Keywords: aquaporin-3, ROS, migration, propolis, wound repair

1. Introduction

Propolis is the generic name indicating the complex of resinous substances gathered by honeybees from some parts of plants, buds, and exudates in the North Temperate Zone, from the Tropic of Cancer to the Arctic Circle. The main sources of propolis are poplar, willow, birch, elm, alder, beech, conifer, and horse-chestnut trees [1]. Propolis has been used extensively in folk medicine for many years, and there is substantial evidence indicating that propolis has antiseptic, antifungal, antibacterial, antiviral, anti-inflammatory and antioxidant properties [1,2,3].

As other products obtained from honeybees (such as royal jelly, honey, pollen), propolis shows significant therapeutic values, being utilized since antiquity in various parts of the world, but very little scientific information is available [1].

Given the countless interest in developing new wound healing products and characterizing their mechanism of action, this study was planned to explore in vitro the potential wound closure effects of propolis.

We used an in vitro scratch wound healing model consisting of human immortalized keratinocytes, HaCaT cells [4]. In vitro tests are now broadly accepted and utilized in research because of ethical aims and their helpfulness in bioactive-guided active complexes fractionation and determination [5].

Our observations showed that propolis remarkably boosted wound closure. Then we investigated the interactions between extracellularly produced H2O2 and aquaporin-3 (AQP3). AQP3 is an aquaporin water channel family member, and it is a water- and glycerol-transporting protein with an important role in several cellular functions [6]. AQP3-facilitated water transport plays a pivotal role in cell migration, accelerating the healing of cutaneous wounds. Moreover, AQP3-facilitated glycerol transport is involved not only in skin hydration and elasticity, but also in cell proliferation [7].

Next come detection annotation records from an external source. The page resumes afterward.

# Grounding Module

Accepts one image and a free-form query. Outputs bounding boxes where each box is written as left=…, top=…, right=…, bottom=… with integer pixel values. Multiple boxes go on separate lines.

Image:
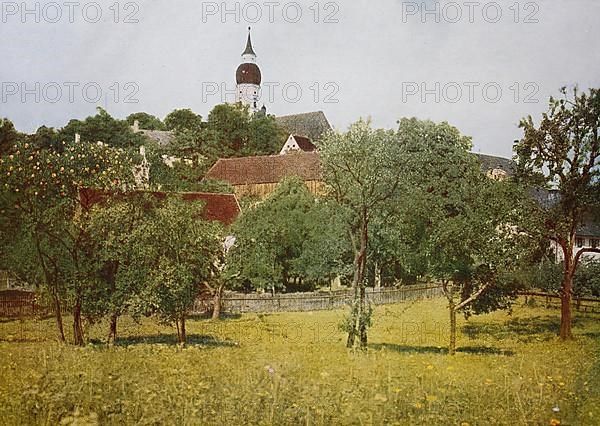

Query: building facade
left=235, top=27, right=262, bottom=112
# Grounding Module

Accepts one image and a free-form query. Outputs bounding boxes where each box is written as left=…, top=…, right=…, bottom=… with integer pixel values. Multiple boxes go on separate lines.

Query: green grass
left=0, top=300, right=600, bottom=425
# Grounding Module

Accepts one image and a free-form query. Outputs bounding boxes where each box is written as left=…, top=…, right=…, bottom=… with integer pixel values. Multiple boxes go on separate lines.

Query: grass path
left=0, top=300, right=600, bottom=425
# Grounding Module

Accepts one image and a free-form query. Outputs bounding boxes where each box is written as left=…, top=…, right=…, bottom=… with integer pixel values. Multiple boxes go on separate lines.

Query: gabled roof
left=275, top=111, right=332, bottom=141
left=205, top=152, right=322, bottom=185
left=79, top=188, right=242, bottom=225
left=292, top=135, right=317, bottom=152
left=181, top=192, right=242, bottom=225
left=475, top=153, right=515, bottom=176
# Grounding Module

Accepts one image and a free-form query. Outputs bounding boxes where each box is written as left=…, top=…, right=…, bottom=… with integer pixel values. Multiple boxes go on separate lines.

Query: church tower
left=235, top=27, right=262, bottom=112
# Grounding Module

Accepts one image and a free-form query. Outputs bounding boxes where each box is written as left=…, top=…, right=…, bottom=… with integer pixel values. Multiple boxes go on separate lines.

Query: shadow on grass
left=187, top=313, right=242, bottom=321
left=116, top=334, right=237, bottom=348
left=0, top=337, right=48, bottom=344
left=369, top=343, right=515, bottom=356
left=462, top=315, right=593, bottom=342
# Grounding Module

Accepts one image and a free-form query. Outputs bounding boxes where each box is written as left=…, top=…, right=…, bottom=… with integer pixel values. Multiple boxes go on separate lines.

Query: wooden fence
left=0, top=290, right=42, bottom=318
left=520, top=292, right=600, bottom=313
left=193, top=286, right=442, bottom=314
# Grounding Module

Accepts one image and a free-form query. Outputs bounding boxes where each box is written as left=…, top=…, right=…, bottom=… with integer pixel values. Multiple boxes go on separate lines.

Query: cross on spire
left=242, top=27, right=256, bottom=56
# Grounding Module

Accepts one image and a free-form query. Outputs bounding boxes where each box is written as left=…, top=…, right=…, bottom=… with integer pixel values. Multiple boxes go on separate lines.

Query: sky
left=0, top=0, right=600, bottom=157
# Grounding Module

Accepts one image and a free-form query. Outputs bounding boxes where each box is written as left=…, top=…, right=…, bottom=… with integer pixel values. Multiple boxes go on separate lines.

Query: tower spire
left=242, top=27, right=256, bottom=56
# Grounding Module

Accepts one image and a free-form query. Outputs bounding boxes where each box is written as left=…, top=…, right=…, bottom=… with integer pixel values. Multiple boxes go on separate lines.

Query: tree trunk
left=375, top=262, right=381, bottom=289
left=52, top=292, right=65, bottom=342
left=73, top=300, right=85, bottom=346
left=358, top=284, right=367, bottom=350
left=448, top=303, right=456, bottom=355
left=108, top=313, right=119, bottom=346
left=178, top=315, right=187, bottom=345
left=212, top=284, right=223, bottom=320
left=346, top=211, right=368, bottom=349
left=560, top=270, right=573, bottom=340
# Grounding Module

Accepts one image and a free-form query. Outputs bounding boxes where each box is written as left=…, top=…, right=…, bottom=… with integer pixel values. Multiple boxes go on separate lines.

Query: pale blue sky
left=0, top=0, right=600, bottom=156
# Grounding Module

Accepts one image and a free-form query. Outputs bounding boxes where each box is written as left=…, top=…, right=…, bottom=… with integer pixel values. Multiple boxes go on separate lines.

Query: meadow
left=0, top=299, right=600, bottom=426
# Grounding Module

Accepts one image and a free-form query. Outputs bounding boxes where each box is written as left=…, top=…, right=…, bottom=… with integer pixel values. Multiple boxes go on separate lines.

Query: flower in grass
left=425, top=395, right=438, bottom=402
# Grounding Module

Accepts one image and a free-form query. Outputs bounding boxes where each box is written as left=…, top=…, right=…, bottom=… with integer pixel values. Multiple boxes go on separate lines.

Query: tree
left=203, top=103, right=285, bottom=159
left=125, top=112, right=166, bottom=130
left=0, top=138, right=132, bottom=344
left=319, top=120, right=401, bottom=349
left=130, top=197, right=222, bottom=344
left=56, top=107, right=146, bottom=149
left=227, top=177, right=324, bottom=292
left=0, top=118, right=23, bottom=155
left=391, top=119, right=526, bottom=354
left=164, top=108, right=203, bottom=133
left=514, top=88, right=600, bottom=340
left=86, top=192, right=158, bottom=344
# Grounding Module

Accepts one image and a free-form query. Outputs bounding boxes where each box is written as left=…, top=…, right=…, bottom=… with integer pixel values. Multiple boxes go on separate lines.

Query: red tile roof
left=79, top=188, right=241, bottom=225
left=205, top=152, right=322, bottom=185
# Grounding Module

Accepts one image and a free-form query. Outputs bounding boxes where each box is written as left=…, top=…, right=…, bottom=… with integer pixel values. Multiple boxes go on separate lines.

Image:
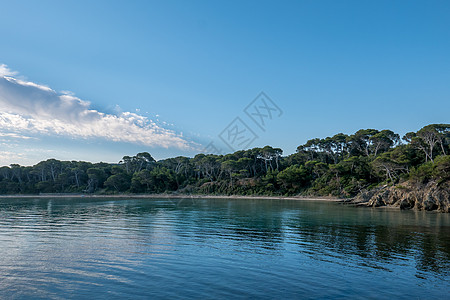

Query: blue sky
left=0, top=0, right=450, bottom=165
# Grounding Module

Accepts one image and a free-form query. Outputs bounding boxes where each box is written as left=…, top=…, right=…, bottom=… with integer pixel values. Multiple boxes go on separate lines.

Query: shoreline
left=0, top=194, right=344, bottom=202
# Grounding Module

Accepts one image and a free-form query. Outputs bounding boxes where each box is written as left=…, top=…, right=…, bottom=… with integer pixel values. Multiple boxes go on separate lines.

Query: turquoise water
left=0, top=198, right=450, bottom=299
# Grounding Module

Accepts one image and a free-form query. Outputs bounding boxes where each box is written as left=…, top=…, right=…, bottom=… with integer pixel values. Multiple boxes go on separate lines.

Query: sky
left=0, top=0, right=450, bottom=165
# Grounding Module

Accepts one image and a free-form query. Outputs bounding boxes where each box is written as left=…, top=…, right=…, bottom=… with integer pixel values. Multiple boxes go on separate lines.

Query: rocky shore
left=349, top=182, right=450, bottom=213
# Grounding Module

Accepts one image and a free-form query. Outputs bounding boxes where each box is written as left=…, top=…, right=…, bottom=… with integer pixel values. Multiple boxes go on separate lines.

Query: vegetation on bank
left=0, top=124, right=450, bottom=197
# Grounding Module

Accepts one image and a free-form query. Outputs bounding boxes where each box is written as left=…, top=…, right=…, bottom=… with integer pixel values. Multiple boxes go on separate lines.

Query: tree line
left=0, top=124, right=450, bottom=197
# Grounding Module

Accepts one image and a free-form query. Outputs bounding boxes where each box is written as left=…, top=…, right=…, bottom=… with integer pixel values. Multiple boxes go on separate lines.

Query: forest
left=0, top=124, right=450, bottom=197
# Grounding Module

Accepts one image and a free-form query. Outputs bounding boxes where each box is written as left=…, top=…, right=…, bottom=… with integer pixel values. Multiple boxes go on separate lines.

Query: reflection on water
left=0, top=198, right=450, bottom=299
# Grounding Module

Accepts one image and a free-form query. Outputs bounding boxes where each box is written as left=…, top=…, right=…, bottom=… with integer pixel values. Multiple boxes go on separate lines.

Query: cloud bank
left=0, top=64, right=192, bottom=150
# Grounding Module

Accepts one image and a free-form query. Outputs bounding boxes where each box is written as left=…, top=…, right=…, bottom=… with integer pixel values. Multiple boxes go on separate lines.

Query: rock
left=352, top=182, right=450, bottom=213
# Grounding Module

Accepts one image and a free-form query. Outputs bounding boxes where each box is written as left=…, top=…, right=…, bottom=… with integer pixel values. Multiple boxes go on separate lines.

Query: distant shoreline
left=0, top=194, right=344, bottom=202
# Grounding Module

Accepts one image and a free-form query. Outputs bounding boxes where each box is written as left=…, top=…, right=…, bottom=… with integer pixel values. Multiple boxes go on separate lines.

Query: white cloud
left=0, top=65, right=194, bottom=150
left=0, top=64, right=17, bottom=77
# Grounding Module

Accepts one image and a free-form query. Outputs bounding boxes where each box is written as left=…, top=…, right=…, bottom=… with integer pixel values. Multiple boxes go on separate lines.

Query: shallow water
left=0, top=198, right=450, bottom=299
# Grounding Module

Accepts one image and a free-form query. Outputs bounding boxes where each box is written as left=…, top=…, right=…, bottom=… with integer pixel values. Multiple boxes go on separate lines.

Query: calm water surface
left=0, top=198, right=450, bottom=299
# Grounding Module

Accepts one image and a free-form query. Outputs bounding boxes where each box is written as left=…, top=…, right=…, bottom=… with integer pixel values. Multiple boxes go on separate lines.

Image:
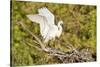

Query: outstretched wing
left=38, top=7, right=54, bottom=25
left=27, top=14, right=49, bottom=38
left=27, top=14, right=44, bottom=23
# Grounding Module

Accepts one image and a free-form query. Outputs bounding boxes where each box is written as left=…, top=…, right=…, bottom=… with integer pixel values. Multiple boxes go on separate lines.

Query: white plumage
left=27, top=7, right=63, bottom=43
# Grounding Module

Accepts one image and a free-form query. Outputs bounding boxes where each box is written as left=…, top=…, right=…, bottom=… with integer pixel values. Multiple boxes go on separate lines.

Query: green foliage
left=11, top=1, right=96, bottom=65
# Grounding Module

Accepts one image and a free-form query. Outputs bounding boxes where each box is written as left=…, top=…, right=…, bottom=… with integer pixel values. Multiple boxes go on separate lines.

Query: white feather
left=27, top=7, right=63, bottom=42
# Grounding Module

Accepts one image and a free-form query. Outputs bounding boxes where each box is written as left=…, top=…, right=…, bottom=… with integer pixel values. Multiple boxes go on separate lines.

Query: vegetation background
left=11, top=1, right=96, bottom=65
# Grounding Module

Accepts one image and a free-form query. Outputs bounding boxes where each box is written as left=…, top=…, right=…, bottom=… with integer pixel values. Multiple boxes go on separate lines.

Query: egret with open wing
left=27, top=7, right=63, bottom=43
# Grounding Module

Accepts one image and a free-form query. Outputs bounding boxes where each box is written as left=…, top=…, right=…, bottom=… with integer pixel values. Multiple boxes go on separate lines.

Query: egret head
left=58, top=20, right=63, bottom=26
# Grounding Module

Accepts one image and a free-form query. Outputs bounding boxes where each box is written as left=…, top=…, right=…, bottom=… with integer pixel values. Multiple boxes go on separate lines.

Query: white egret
left=27, top=7, right=63, bottom=43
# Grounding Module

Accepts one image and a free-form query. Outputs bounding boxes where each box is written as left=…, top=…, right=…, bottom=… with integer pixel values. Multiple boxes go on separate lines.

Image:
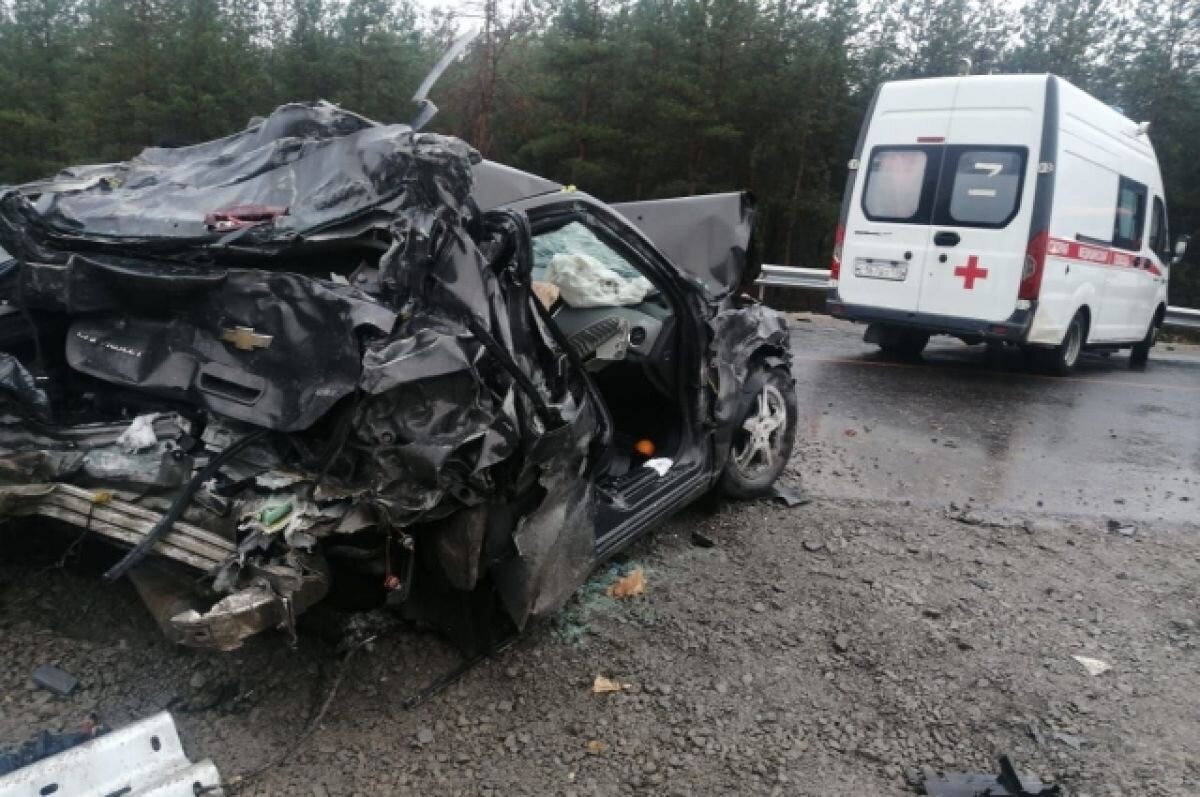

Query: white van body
left=828, top=74, right=1170, bottom=360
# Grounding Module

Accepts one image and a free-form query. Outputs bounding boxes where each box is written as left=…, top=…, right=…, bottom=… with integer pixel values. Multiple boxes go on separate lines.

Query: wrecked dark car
left=0, top=102, right=796, bottom=649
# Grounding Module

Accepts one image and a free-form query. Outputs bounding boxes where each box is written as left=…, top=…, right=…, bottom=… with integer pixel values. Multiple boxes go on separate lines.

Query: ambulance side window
left=1112, top=178, right=1146, bottom=252
left=863, top=146, right=941, bottom=224
left=1150, top=197, right=1171, bottom=263
left=934, top=146, right=1027, bottom=229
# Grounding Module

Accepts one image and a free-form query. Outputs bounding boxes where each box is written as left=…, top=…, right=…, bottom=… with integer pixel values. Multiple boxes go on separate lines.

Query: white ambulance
left=828, top=74, right=1172, bottom=373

Previous studies have already revealed the role of AQP3 expression in wound healing as well as its involvement in mediating H2O2 signalling [8].

Our data suggested that reactive oxygen species (ROS) generated by propolis exposure could diffuse across the plasma membrane through AQP3 modulating intracellular responses.

Taken together, these data suggest the pharmaceutical implementation of propolis as an adjuvant in wound healing treatments.

2. Results

2.1. Cell Proliferation and Metabolism

Propolis cytotoxicity tests were performed on HaCaT cells to optimize the amounts for in vitro scratch wound studies.

Calcein-AM assay data showed extremely low cytotoxicity levels for the propolis sample (Table 1). Based on these data, in subsequent experiments propolis concentrations below EC05 were used.

Table 1.

Values of effective concentrations, EC05 and EC50 (% v/v), derived from dose-response curves obtained for propolis on HaCaT cells at 24 h.

EC05 EC50
0.015%
(0.012–0.019%)		 0.048%
(0.045–0.052%)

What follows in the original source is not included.